Blake received 22 vials of regular anti-venom, but it was not working and he wound up at INTEGRIS Baptist Medical Center with Dr. William Banner.
“We were looking at massive plasma and blood transfusions and that might not have even of worked,” said Banner, a pediatric intensivist.
The problem was his blood would not clot because the venom ate up all the clotting material.
“If he would have fallen and busted his nose, he could have bled to death before we could do anything,” Skinner explained.
So Banner reached out to the OKC Zoo, which keeps unconventional anti-venom on hand in case handlers get bit.
“We have various exotic snakes and we have anti-venom stocked from Thailand and South Africa,” said Stacey Sekscienski, zoo curator of reptiles.
Ten vials of the unconventional anti-venom cured Blake.
Pygmy rattlesnake bites are on the rise in Oklahoma, with 13 so far this year.
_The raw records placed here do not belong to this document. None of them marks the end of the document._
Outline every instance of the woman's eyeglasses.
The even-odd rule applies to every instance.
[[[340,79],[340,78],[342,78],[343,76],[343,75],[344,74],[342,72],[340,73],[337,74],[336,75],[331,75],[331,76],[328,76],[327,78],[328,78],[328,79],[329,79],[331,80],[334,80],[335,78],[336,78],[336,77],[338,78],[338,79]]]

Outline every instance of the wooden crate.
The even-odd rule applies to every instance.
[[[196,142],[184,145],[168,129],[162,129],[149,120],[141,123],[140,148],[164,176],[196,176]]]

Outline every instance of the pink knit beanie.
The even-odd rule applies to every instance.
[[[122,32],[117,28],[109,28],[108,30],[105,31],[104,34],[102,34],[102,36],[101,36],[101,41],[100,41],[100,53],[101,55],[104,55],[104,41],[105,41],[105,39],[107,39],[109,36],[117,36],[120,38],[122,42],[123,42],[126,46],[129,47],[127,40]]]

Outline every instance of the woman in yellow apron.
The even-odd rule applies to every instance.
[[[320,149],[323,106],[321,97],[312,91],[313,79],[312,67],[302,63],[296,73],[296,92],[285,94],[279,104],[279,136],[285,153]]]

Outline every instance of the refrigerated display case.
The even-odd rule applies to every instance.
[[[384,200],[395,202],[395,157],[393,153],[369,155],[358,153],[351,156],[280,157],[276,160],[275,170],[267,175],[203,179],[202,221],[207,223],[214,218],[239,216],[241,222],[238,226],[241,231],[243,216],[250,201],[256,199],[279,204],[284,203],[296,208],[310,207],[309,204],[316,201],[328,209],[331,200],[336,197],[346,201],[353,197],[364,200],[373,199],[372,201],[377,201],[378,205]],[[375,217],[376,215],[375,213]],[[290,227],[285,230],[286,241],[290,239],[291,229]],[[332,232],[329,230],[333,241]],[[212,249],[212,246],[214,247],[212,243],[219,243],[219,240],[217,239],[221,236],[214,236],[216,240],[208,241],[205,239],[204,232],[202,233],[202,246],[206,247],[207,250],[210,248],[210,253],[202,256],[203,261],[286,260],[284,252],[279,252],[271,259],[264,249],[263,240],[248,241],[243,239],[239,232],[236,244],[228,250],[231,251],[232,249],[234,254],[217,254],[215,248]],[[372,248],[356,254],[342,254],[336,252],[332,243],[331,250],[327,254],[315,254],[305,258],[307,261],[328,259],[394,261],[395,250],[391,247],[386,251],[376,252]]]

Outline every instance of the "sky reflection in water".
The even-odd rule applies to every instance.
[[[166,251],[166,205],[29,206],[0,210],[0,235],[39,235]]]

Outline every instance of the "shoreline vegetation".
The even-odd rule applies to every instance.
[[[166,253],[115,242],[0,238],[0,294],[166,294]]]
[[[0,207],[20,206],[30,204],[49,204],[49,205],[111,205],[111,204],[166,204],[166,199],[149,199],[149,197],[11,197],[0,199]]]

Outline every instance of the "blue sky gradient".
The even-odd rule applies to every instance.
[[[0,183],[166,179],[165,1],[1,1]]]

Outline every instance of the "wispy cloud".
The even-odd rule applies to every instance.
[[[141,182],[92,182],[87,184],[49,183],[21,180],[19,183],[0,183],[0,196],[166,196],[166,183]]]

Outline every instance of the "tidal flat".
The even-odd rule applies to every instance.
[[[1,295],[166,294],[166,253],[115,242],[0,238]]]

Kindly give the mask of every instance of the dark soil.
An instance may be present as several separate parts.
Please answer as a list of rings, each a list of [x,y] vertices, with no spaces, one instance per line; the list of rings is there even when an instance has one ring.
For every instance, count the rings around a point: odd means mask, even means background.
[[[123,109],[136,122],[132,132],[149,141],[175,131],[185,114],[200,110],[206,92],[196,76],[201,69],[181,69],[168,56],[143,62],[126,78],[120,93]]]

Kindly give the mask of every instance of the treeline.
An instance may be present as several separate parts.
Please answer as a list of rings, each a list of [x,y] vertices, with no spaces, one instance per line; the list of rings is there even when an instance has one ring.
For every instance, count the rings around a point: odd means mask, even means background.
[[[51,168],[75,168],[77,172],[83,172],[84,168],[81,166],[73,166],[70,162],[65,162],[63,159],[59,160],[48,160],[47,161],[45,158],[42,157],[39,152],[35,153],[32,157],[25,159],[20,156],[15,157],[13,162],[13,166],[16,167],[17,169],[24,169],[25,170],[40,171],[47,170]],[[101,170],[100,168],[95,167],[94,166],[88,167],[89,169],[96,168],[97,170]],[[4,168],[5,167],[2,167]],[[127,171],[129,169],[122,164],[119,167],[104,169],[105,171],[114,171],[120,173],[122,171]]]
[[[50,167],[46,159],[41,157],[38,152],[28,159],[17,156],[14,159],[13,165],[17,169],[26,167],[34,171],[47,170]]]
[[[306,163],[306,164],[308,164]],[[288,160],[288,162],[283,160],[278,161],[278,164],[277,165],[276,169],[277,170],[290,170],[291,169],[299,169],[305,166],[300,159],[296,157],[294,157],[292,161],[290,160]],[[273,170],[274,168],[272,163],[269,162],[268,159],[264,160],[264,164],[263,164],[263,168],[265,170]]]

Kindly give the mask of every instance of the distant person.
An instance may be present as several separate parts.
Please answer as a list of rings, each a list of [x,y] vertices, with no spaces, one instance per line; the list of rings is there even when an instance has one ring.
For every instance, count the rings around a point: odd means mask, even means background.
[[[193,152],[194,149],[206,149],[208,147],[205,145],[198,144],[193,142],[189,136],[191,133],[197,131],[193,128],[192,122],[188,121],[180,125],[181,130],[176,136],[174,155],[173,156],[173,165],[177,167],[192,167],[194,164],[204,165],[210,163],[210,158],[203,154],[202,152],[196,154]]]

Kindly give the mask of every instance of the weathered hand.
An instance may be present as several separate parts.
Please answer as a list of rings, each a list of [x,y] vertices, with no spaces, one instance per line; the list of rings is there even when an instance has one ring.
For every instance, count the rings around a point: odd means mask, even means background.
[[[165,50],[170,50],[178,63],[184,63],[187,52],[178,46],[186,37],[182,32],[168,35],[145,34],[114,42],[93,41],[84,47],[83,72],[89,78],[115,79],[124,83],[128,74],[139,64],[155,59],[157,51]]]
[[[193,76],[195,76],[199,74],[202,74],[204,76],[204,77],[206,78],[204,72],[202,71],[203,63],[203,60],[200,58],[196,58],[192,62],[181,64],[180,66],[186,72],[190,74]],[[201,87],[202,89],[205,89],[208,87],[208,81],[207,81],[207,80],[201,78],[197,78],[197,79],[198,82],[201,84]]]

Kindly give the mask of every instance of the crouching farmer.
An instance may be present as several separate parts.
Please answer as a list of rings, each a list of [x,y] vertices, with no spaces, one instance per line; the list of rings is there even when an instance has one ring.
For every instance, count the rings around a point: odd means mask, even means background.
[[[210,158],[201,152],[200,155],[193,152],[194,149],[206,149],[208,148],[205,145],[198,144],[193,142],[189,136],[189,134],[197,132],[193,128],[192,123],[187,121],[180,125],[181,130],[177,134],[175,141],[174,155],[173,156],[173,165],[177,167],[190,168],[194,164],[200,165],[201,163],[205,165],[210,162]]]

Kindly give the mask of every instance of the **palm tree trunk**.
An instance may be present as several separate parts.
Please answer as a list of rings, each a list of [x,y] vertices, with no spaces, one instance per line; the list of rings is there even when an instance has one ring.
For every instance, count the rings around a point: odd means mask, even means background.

Last year, there were only four.
It is a tiny snake that packs a punch when it bites.
Blake is now back to running around and tiring his mother out.
“Doctor Banner and INTEGRIS and the zoo kind of made my heart beat come back,” Skinner told News 9.
Blake’s successful treatment with the anti-venom from the OKC Zoo led to the treatment of a child in Tulsa with anti-venom from the Tulsa Zoo.